= Enrique Garza Támez =

Mexican politician

Enrique Garza Tamez (born 12 May 1956) is a civil service administrator in the Mexican state of Tamaulipas.

His political and administrative offices have included:
- Deputy Director of State Property.
- Secretary of the City Hall of Victoria.
- Director of Crime Prevention, appointed by the State Governor.
- Legal adviser of the Executive Local Meeting of the IFE.
- Committee representative for planning the development of the State.
- Local representative in the 56th session of the Congress of Tamaulipas.
- Director of State Legal Issues, appointed by the State Governor.
- President of the Colosio Foundation, A.C.
- Federal deputy (alternate of Eugenio Hernández Flores) for Tamaulipas's 5th district during the 58th Congress.

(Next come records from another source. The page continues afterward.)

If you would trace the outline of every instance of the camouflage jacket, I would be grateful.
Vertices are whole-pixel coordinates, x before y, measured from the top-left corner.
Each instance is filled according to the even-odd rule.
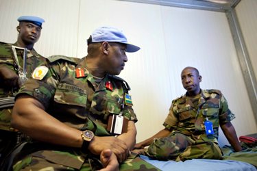
[[[85,58],[54,55],[47,59],[47,74],[42,80],[29,79],[18,94],[34,96],[60,121],[79,130],[92,130],[96,135],[111,135],[106,129],[110,115],[121,114],[137,121],[132,103],[125,101],[130,88],[124,80],[107,75],[98,85],[86,69]]]
[[[201,90],[197,107],[185,95],[172,101],[169,113],[163,125],[173,131],[190,135],[194,140],[217,142],[219,127],[234,119],[227,101],[219,90]],[[214,134],[207,136],[204,121],[212,122]]]
[[[19,49],[16,45],[16,43],[11,44],[0,42],[0,66],[9,68],[19,75],[18,65],[21,66],[21,68],[23,67],[24,50]],[[13,50],[12,47],[16,47],[15,50]],[[15,55],[16,55],[19,64],[14,60]],[[27,51],[27,57],[26,77],[29,78],[38,65],[45,62],[45,58],[39,55],[34,49]],[[5,86],[2,83],[1,78],[0,78],[0,101],[4,101],[7,97],[14,96],[18,92],[19,88],[17,88]],[[12,131],[10,127],[12,107],[5,107],[3,104],[0,104],[0,129]]]

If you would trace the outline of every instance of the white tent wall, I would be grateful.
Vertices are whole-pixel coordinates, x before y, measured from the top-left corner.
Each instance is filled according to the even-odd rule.
[[[235,8],[256,79],[257,80],[257,1],[242,0]]]
[[[0,0],[1,41],[16,41],[21,15],[45,20],[35,46],[45,57],[85,56],[86,39],[102,25],[120,28],[141,47],[127,53],[128,62],[120,75],[132,88],[137,142],[164,128],[172,99],[185,93],[180,72],[187,66],[199,69],[202,88],[224,94],[236,116],[232,124],[238,136],[257,132],[223,12],[114,0]],[[228,144],[221,132],[219,142]]]

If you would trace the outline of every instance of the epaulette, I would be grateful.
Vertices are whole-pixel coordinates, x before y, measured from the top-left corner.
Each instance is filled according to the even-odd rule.
[[[109,75],[108,76],[109,76],[109,77],[110,77],[110,78],[113,78],[113,79],[117,79],[117,80],[121,81],[122,82],[124,83],[124,84],[125,84],[125,86],[127,90],[130,90],[130,86],[128,85],[128,83],[127,83],[127,81],[125,81],[124,79],[123,79],[122,78],[120,78],[120,77],[117,77],[117,76],[115,76],[115,75]]]
[[[216,93],[219,95],[221,94],[221,92],[219,90],[215,90],[215,89],[210,89],[210,90],[206,90],[208,93]]]
[[[64,55],[51,55],[49,56],[47,58],[50,63],[52,63],[53,62],[62,60],[66,60],[69,62],[71,62],[74,64],[77,64],[78,61],[81,60],[81,59],[77,58],[77,57],[67,57]]]

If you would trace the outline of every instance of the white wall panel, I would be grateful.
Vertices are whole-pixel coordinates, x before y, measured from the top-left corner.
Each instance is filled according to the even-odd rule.
[[[242,0],[236,12],[257,79],[257,1]],[[257,105],[257,104],[256,104]]]
[[[77,55],[79,0],[0,0],[0,40],[13,43],[18,17],[35,15],[45,19],[35,49],[48,57]]]

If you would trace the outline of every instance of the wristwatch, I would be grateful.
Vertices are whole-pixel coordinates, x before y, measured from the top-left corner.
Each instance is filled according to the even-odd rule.
[[[84,140],[83,144],[82,144],[82,150],[84,152],[87,152],[89,143],[94,138],[95,134],[91,131],[86,130],[81,133],[81,136]]]

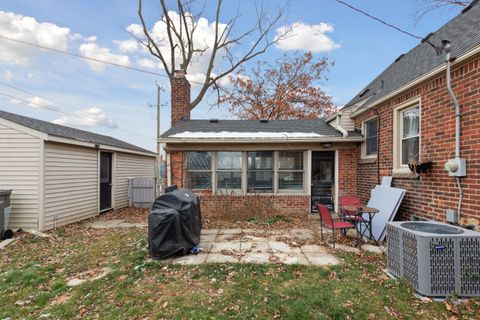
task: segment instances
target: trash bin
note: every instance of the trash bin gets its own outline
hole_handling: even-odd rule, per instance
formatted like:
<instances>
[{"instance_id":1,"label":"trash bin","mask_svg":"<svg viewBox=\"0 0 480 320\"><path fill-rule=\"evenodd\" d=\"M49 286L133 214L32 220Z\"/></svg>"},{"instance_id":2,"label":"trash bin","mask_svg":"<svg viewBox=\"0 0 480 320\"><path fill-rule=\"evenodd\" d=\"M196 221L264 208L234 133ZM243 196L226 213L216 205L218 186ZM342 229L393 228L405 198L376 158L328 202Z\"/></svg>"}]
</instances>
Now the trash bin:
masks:
<instances>
[{"instance_id":1,"label":"trash bin","mask_svg":"<svg viewBox=\"0 0 480 320\"><path fill-rule=\"evenodd\" d=\"M13 237L13 231L7 229L12 207L10 206L10 195L12 190L0 190L0 240Z\"/></svg>"},{"instance_id":2,"label":"trash bin","mask_svg":"<svg viewBox=\"0 0 480 320\"><path fill-rule=\"evenodd\" d=\"M202 227L200 200L191 190L179 189L158 197L148 215L150 256L162 259L195 252Z\"/></svg>"}]
</instances>

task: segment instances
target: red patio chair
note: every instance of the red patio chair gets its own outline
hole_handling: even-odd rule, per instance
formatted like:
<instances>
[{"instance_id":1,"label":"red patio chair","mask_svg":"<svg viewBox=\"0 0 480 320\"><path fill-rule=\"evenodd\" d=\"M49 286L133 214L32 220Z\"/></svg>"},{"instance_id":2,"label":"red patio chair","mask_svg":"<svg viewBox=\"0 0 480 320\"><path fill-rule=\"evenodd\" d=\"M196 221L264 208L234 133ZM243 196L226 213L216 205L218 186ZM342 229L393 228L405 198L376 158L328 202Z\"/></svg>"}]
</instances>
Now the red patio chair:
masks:
<instances>
[{"instance_id":1,"label":"red patio chair","mask_svg":"<svg viewBox=\"0 0 480 320\"><path fill-rule=\"evenodd\" d=\"M318 212L320 214L320 234L323 241L323 226L332 229L332 237L333 237L333 247L335 248L335 229L342 230L346 233L347 229L355 229L355 225L351 222L347 221L334 221L334 220L341 220L340 218L332 218L332 214L327 206L323 204L316 203Z\"/></svg>"},{"instance_id":2,"label":"red patio chair","mask_svg":"<svg viewBox=\"0 0 480 320\"><path fill-rule=\"evenodd\" d=\"M359 216L356 211L349 211L349 210L343 209L344 206L360 206L361 205L360 197L351 197L351 196L338 197L338 202L340 205L340 214L345 218L345 220L350 220L355 222L363 221L363 218Z\"/></svg>"}]
</instances>

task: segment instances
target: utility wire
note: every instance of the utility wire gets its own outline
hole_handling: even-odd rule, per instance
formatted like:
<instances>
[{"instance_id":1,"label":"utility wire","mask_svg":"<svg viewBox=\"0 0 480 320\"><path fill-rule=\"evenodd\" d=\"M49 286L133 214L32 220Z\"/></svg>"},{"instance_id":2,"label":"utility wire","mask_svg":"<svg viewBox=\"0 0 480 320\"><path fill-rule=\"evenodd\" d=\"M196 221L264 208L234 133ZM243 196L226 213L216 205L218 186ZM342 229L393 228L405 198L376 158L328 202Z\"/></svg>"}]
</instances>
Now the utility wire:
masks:
<instances>
[{"instance_id":1,"label":"utility wire","mask_svg":"<svg viewBox=\"0 0 480 320\"><path fill-rule=\"evenodd\" d=\"M1 83L1 84L3 84L3 83ZM26 91L26 90L23 90L23 89L20 89L20 88L16 88L16 87L14 87L14 86L9 86L9 87L11 87L11 88L13 88L13 89L15 89L15 90L19 90L19 91L22 91L22 92L24 92L24 93L27 93L27 94L36 96L35 94L30 93L30 92L28 92L28 91ZM0 95L5 96L5 97L8 97L8 98L10 98L10 99L15 99L15 100L18 100L18 101L25 102L25 103L27 103L27 104L32 104L32 105L35 105L35 106L40 107L40 108L45 108L45 109L48 109L48 110L53 111L53 112L58 112L58 113L62 113L62 114L68 115L68 116L72 116L72 117L75 117L75 118L80 119L80 120L95 120L94 118L90 118L90 117L88 117L88 116L81 116L81 115L78 115L78 114L69 113L69 112L65 112L65 111L59 110L59 109L58 109L58 106L53 106L53 105L52 105L52 106L46 106L46 105L42 105L42 104L40 104L40 103L35 103L35 102L33 102L33 101L29 101L29 100L27 100L27 99L23 99L23 98L20 98L20 97L17 97L17 96L13 96L13 95L10 95L10 94L7 94L7 93L3 93L3 92L0 92ZM40 97L40 96L38 96L38 97ZM42 98L47 99L47 100L50 100L50 99L45 98L45 97L42 97ZM50 100L50 101L52 101L52 100ZM121 130L126 131L126 132L129 132L129 133L131 133L131 134L140 135L140 136L143 136L143 137L145 137L145 138L152 139L152 140L157 140L157 139L155 139L155 138L152 138L151 136L147 136L147 135L144 135L144 134L141 134L141 133L133 132L133 131L130 131L130 130L127 130L127 129L124 129L124 128L122 128Z\"/></svg>"},{"instance_id":2,"label":"utility wire","mask_svg":"<svg viewBox=\"0 0 480 320\"><path fill-rule=\"evenodd\" d=\"M133 70L133 71L137 71L137 72L143 72L143 73L146 73L146 74L151 74L151 75L154 75L154 76L168 78L167 75L164 75L164 74L161 74L161 73L158 73L158 72L148 71L148 70L145 70L145 69L140 69L140 68L135 68L135 67L130 67L130 66L126 66L126 65L120 64L120 63L115 63L115 62L105 61L105 60L101 60L101 59L97 59L97 58L87 57L87 56L84 56L84 55L81 55L81 54L76 54L76 53L72 53L72 52L68 52L68 51L64 51L64 50L60 50L60 49L50 48L50 47L42 46L40 44L36 44L36 43L32 43L32 42L13 39L13 38L4 36L2 34L0 34L0 39L20 43L20 44L23 44L23 45L26 45L26 46L36 47L36 48L43 49L43 50L49 50L49 51L53 51L53 52L56 52L56 53L65 54L65 55L72 56L72 57L75 57L75 58L86 59L86 60L90 60L90 61L94 61L94 62L98 62L98 63L108 64L108 65L114 66L114 67L125 68L125 69L128 69L128 70Z\"/></svg>"},{"instance_id":3,"label":"utility wire","mask_svg":"<svg viewBox=\"0 0 480 320\"><path fill-rule=\"evenodd\" d=\"M72 53L72 52L68 52L68 51L64 51L64 50L60 50L60 49L55 49L55 48L51 48L51 47L42 46L40 44L36 44L36 43L33 43L33 42L28 42L28 41L23 41L23 40L10 38L10 37L7 37L7 36L2 35L2 34L0 34L0 39L16 42L16 43L19 43L19 44L35 47L35 48L38 48L38 49L43 49L43 50L48 50L48 51L52 51L52 52L56 52L56 53L65 54L67 56L71 56L71 57L75 57L75 58L79 58L79 59L90 60L90 61L94 61L94 62L98 62L98 63L103 63L103 64L106 64L106 65L109 65L109 66L124 68L124 69L131 70L131 71L142 72L142 73L146 73L146 74L170 79L169 76L167 76L165 74L162 74L162 73L155 72L155 71L149 71L149 70L145 70L145 69L126 66L126 65L120 64L120 63L115 63L115 62L105 61L105 60L101 60L101 59L97 59L97 58L87 57L87 56L84 56L84 55L81 55L81 54L76 54L76 53ZM189 82L200 84L200 85L204 84L203 82L193 81L193 80L189 80Z\"/></svg>"},{"instance_id":4,"label":"utility wire","mask_svg":"<svg viewBox=\"0 0 480 320\"><path fill-rule=\"evenodd\" d=\"M434 45L432 42L430 42L427 38L424 38L424 37L415 35L415 34L413 34L413 33L411 33L411 32L405 31L405 30L403 30L403 29L401 29L401 28L399 28L399 27L397 27L397 26L395 26L395 25L393 25L393 24L391 24L391 23L388 23L388 22L386 22L386 21L384 21L384 20L382 20L382 19L380 19L380 18L377 18L377 17L375 17L375 16L372 16L372 15L369 14L368 12L365 12L365 11L363 11L363 10L361 10L361 9L358 9L358 8L354 7L353 5L347 3L347 2L345 2L345 1L343 1L343 0L335 0L335 1L338 2L338 3L340 3L340 4L343 4L344 6L349 7L350 9L352 9L352 10L354 10L354 11L360 13L360 14L363 14L364 16L369 17L370 19L373 19L373 20L375 20L375 21L378 21L378 22L382 23L382 24L386 25L387 27L390 27L390 28L392 28L392 29L395 29L395 30L397 30L397 31L399 31L399 32L401 32L401 33L403 33L403 34L406 34L406 35L412 37L412 38L421 40L422 42L428 43L428 44L435 50L435 52L436 52L437 54L441 54L442 51L443 51L442 48L437 47L437 46Z\"/></svg>"}]
</instances>

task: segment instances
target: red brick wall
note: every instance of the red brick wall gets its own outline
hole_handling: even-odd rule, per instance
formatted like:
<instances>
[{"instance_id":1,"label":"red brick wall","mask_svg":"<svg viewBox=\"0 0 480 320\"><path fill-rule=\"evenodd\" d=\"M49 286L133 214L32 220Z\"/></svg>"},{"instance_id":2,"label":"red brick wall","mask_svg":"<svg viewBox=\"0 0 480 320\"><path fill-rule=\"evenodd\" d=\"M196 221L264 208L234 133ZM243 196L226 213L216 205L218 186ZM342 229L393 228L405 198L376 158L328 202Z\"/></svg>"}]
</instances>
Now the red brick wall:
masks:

In 2011, he was General Secretary of the state Congress in Tamaulipas. He has a Law degree from the Universidad Autónoma de Nuevo León (UANL) and a Master of Public Administration from the Universidad Autónoma de Tamaulipas (UAT). He has published: Las Elecciones en Tamaulipas, Fundamentos Jurídicos (or Judicial Foundations of the Tamaulipas Elections) (1992); La Reforma del '95 (or Legal Reforms of 1995) (1995) and Leyes y Reglamentos de Tamaulipas 1921-2003 (or Laws and Regulations of Tamaulipas) (2003).